Study question: What is the likelihood of identifying genetic or endocrine abnormalities in a group of boys with 46, XY who present to a specialist clinic with a suspected disorder of sex development (DSD)?

Summary answer: An endocrine abnormality of the gonadal axis may be present in a quarter of cases and copy number variants (CNVs) or single gene variants may be present in about half of the cases.

What is known already: Evaluation of 46, XY DSD requires a combination of endocrine and genetic tests but the prevalence of these abnormalities in a sufficiently large group of boys presenting to one specialist multidisciplinary service is unclear.

Study, design, size, duration: This study was a retrospective review of investigations performed on 122 boys.

Participants/materials, setting, methods: All boys who attended the Glasgow DSD clinic, between 2010 and 2015 were included in the study. The median external masculinization score (EMS) of this group was 9 (range 1-11). Details of phenotype, endocrine and genetic investigations were obtained from case records.

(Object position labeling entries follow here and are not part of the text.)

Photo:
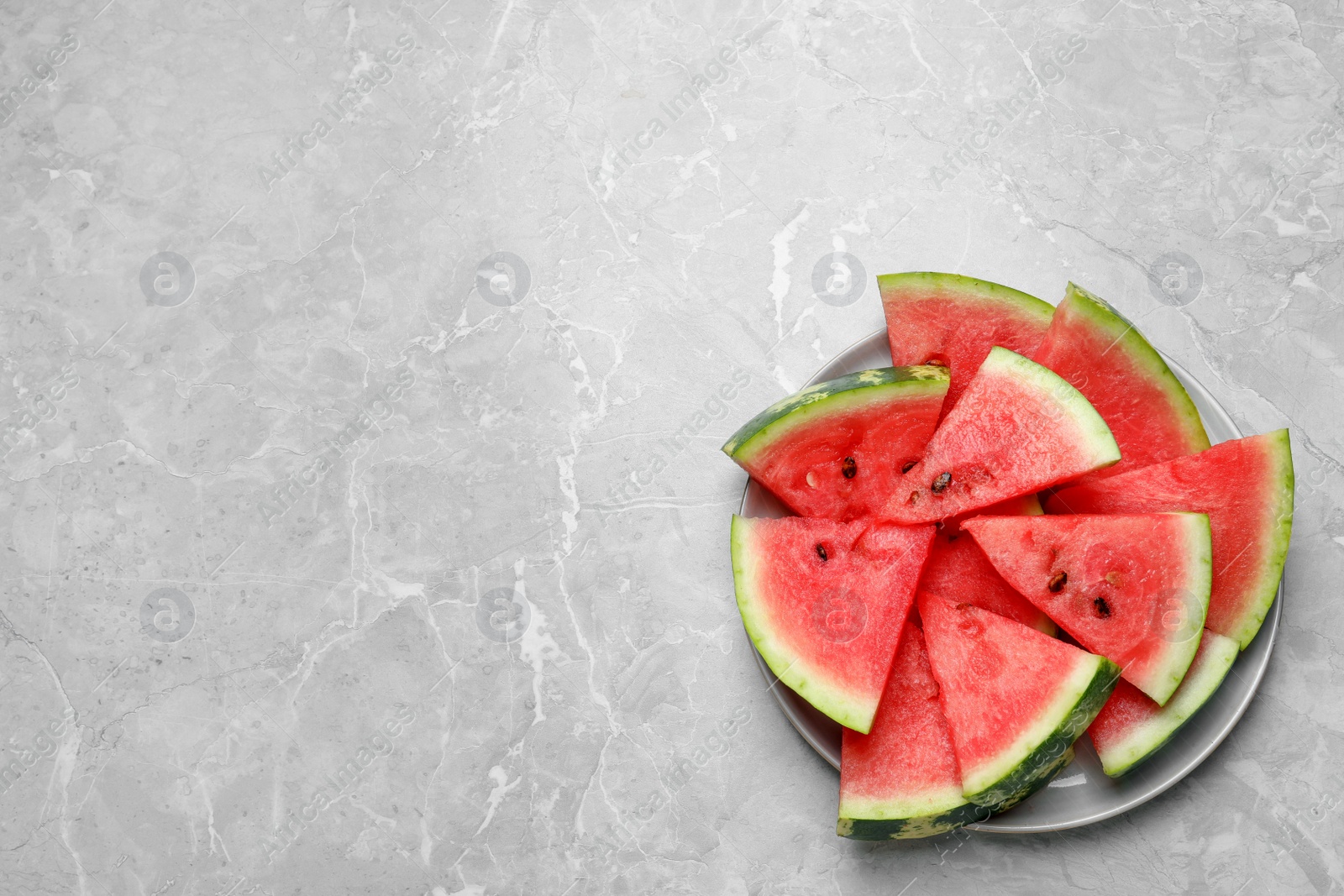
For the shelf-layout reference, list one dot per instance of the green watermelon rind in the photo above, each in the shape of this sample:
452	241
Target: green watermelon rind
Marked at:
1200	684
1164	680
968	288
793	672
1018	772
902	820
837	396
1092	430
1104	316
1276	551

Main results and the role of chance: An endocrine abnormality of gonadal function was present in 28 (23%) with a median EMS of 8.3 (1-10.5) whilst the median EMS of boys with normal endocrine investigations was 9 (1.5-11) (P = 0.03). Endocrine abnormalities included a disorder of gonadal development in 19 (16%), LH deficiency in 5 (4%) and a disorder of androgen synthesis in 4 (3%) boys. Of 43 cases who had array-comparative genomic hybridization (array-CGH), CNVs were reported in 13 (30%) with a median EMS of 8.5 (1.5-11). Candidate gene analysis using a limited seven-gene panel in 64 boys identified variants in 9 (14%) with a median EMS of 8 (1-9). Of the 21 boys with a genetic abnormality, 11 (52%) had normal endocrine investigations.

Limitations, reasons for caution: A selection bias for performing array-CGH in cases with multiple congenital malformations may have led to a high yield of CNVs. It is also possible that the yield of single gene variants may have been higher than reported if the investigators had used a more extended gene panel.

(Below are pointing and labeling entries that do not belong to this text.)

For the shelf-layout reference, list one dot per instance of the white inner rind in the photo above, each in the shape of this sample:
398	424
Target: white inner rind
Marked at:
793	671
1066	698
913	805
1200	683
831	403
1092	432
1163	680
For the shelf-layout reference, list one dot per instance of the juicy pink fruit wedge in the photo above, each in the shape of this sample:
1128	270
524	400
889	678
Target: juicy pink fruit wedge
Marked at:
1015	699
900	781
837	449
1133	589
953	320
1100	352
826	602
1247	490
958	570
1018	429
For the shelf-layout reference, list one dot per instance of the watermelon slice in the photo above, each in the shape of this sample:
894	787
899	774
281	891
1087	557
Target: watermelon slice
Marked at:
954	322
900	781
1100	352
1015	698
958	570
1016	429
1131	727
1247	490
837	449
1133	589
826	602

Wider implications of the findings: The lack of a clear association between the extent of under-masculinization and presence of endocrine and genetic abnormalities suggests a role for parallel endocrine and genetic investigations in cases of suspected XY DSD.

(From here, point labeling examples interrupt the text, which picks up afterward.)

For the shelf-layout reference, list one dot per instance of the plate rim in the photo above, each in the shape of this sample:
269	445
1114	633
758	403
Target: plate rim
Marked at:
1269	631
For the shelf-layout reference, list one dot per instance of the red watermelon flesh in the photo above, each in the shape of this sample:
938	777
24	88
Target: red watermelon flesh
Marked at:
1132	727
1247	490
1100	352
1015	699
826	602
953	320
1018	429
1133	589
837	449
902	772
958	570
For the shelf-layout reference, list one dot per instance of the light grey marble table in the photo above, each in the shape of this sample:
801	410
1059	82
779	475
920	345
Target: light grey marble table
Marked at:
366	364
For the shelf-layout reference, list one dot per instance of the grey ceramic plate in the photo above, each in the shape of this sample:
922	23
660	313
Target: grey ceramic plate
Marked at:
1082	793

Study funding/competing interest(s): RN was supported by the James Paterson Bursary and the Glasgow Children's Hospital Charity Summer Scholarship. SFA, RM and EST are supported by a Scottish Executive Health Department grant 74250/1 for the Scottish Genomes Partnership. EST is also supported by MRC/EPSRC Molecular Pathology Node and Wellcome Trust ISSF funding. There are no conflicts of interest.

Trial registration number: None.

Keywords: XY DSD; aetiology; copy number variant; disorder of sex development; endocrine abnormaility; genetic abnormality; genitalia.

Figure 1

Consort diagram of 46, XY DSD boys who attended Glasgow DSD service between January 2010 and December 2015 for an assessment of atypical genitalia. Abbreviations: NSDUM, non-specific disorder of under-masculinization; DMD, disorder of Müllerian development; DGD, disorder of gonadal development; LHD, luteinising hormone deficiency; DAS, disorder of androgen synthesis.